Art Exhibit at CSU Stanislaus Part of Social Justice Conference
WARNING: Some may find images in this story offensive.
As you step inside the South Gallery at California State University, Stanislaus, a familiar Turlock face looms larger than life -- a Colin Kaepernick mural is just one of the ways artist Joey Krebbs, known as the Phantom Street Artist, tackles issues of social justice.
"The art exhibit is one of the voices that we have brought to campus to speak to issues and concerns that the artist identifies with and wants to represent," said Jim Tuedio, dead of the College of Arts, Humanities and Social Sciences at CSU Stanislaus
The controversial exhibit, which includes President Donald Trump's face near a toilet seat and a KKK member wearing a robe with Kaepernick's name on the back, is a small portion of the university's "Social Justice in the Central Valley" conference that runs Tuesday through Thursday.
"What we are doing is allowing very important voices to speak about issues and concerns that are very real in their experience or in the experiences of people they work with and try to help.

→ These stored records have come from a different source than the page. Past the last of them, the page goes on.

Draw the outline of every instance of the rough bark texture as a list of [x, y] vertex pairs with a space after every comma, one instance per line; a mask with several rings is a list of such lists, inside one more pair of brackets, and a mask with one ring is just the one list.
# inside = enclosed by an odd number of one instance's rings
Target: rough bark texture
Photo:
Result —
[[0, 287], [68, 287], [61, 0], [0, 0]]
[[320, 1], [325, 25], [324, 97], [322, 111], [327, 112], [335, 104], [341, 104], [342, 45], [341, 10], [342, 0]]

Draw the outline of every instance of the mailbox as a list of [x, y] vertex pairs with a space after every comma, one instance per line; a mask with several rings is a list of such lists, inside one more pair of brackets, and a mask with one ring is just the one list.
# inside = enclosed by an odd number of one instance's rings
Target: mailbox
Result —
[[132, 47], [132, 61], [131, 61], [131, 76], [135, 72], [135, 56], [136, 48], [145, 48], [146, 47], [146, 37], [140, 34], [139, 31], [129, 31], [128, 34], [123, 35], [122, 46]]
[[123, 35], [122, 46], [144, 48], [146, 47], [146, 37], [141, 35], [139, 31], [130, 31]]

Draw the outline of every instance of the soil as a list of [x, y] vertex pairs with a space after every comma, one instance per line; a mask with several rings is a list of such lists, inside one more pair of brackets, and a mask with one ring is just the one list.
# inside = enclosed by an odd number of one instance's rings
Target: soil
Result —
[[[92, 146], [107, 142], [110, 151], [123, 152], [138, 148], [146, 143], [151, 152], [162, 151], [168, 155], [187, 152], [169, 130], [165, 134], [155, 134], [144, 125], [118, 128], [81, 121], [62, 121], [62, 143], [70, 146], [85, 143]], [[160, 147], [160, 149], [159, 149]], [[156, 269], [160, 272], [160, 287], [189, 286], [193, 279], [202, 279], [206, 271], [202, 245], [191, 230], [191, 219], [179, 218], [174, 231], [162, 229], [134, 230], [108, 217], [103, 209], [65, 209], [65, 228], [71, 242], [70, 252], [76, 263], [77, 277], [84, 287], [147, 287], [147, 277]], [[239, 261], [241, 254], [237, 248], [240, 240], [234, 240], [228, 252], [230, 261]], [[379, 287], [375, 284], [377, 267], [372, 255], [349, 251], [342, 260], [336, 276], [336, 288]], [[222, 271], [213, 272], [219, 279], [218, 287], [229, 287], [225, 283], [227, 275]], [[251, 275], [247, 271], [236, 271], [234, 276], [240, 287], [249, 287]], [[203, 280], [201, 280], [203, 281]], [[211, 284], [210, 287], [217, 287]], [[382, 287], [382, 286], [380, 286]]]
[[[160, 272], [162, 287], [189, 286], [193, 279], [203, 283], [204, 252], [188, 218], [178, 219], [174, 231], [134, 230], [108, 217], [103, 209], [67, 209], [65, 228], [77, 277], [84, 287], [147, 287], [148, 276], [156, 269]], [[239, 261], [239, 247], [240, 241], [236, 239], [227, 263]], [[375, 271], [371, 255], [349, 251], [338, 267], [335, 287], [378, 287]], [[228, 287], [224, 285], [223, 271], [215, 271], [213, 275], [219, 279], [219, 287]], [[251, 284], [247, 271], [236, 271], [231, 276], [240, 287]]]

We won't solve problems, we won't understand all the problems, but we will come away a lot more sensitive to the variety of concerns that are out there," Tuedio said.
The university says the talks and the artwork are not necessarily how the school views certain issues.
The use of Kaepernick in an exhibit at his hometown didn't shock faculty at the school.
"I mean, we could say that was low-hanging fruit from him, too, because this is Turlock and it's not too common that a town like Turlock has a favorite son, whether he's a black sheep or a white sheep, it doesn't matter, but even in our community it's controversial," Tuedio said.
The artist is expected to speak and conduct a live performance Thursday during the conference.